— А нам даже доступ к нему затрудняют под разными предлогами. Оставляют его одного по целым дням, забывая о его нуждах.
Так как описываемый день был понедельник, и они по обычаю вчера обедали в палаццо, то их и не пригласили к обеду. Они видели, как брат вышел с гостем, и, разузнав, что общество отправилось в сад, решились выбежать туда в надежде встретиться с приезжим. Надев свежие платья, они поспешно пробрались в ту сторону, где, по их мнению, должны были находиться гуляющие.
Обыкновенно сестры ограничивались прогулкой в стороне сада, примыкающей к флигелю, но им не запрещалось гулять, где угодно, и только добровольно они ходили там, где не могли встретить ни мачехи, ни ее штата. На этот раз они поступили наоборот. Они очень хорошо знали, что если б только брат увидел их издали, то постарался бы увести гостя, а так как темные шпалеры опоясывали Целый сад, то этим путем и можно было пробраться незаметно.
Обладая чрезвычайной догадливостью, Иза знала, куда Люис проведет гостя, чтобы похвастать садом, и потому уселась с сестрой в липовой беседке, которой миновать было невозможно. Стараясь скрыть умышленное желание встречи, они взяли с собой книгу, и Эмма начала читать вполголоса "Размышления" Ламартина.
— Ты полагаешь, что они придут сюда? — спросила она у сестры.
— Уверена. Люис не увидит нас заблаговременно, а когда войдут в беседку, то приличие заставит его познакомить гостя с любезными сестрицами. Семейные тайны неохотно раскрываются; людоедка принуждена будет пригласить нас на чай, и…
— И что же? — спросила грустно Эмма.
— Что ж нам мешает дать волю фантазии?.. Может быть, молодой человек влюбится.
Эмма рассмеялась.
— Кто ж может полюбить два увядших цветка, намоченных в уксусе и пропитанных горечью? — сказала она.
— Не прерывай меня, — возразила более отважная Иза, — молодой человек влюбится…
— Ах, Иза, неужели ты решилась бы на это?
— Я совершеннолетняя, отец ничего не помнит, мачеха жаждет нашей гибели, что ж нам делать?

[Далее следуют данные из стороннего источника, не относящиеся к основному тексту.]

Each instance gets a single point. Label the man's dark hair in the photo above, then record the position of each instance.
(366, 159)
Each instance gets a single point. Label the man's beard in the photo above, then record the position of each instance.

— Знаешь ли, что я дрожу, когда слышу от тебя подобные речи.
— И я дрожу, но только с досады, — прибавила Иза. — Веришь ли, что даже аптекарчик Скальский кажется мне приличным, и я мысленно ищу в нем освободителя.
— Фи! — воскликнула Эмма. — Сын аптекаря! Помилосердуй!
— Я же говорила тебе, что назло ей готова выйти хоть за лесничего.
— Тсс!
Сестры замолчали. Послышались шаги и веселый разговор. Эмма снова принялась за Ламартина. Люис действительно приближался по аллее с гостем, и был довольно смешон в своей изысканном костюме.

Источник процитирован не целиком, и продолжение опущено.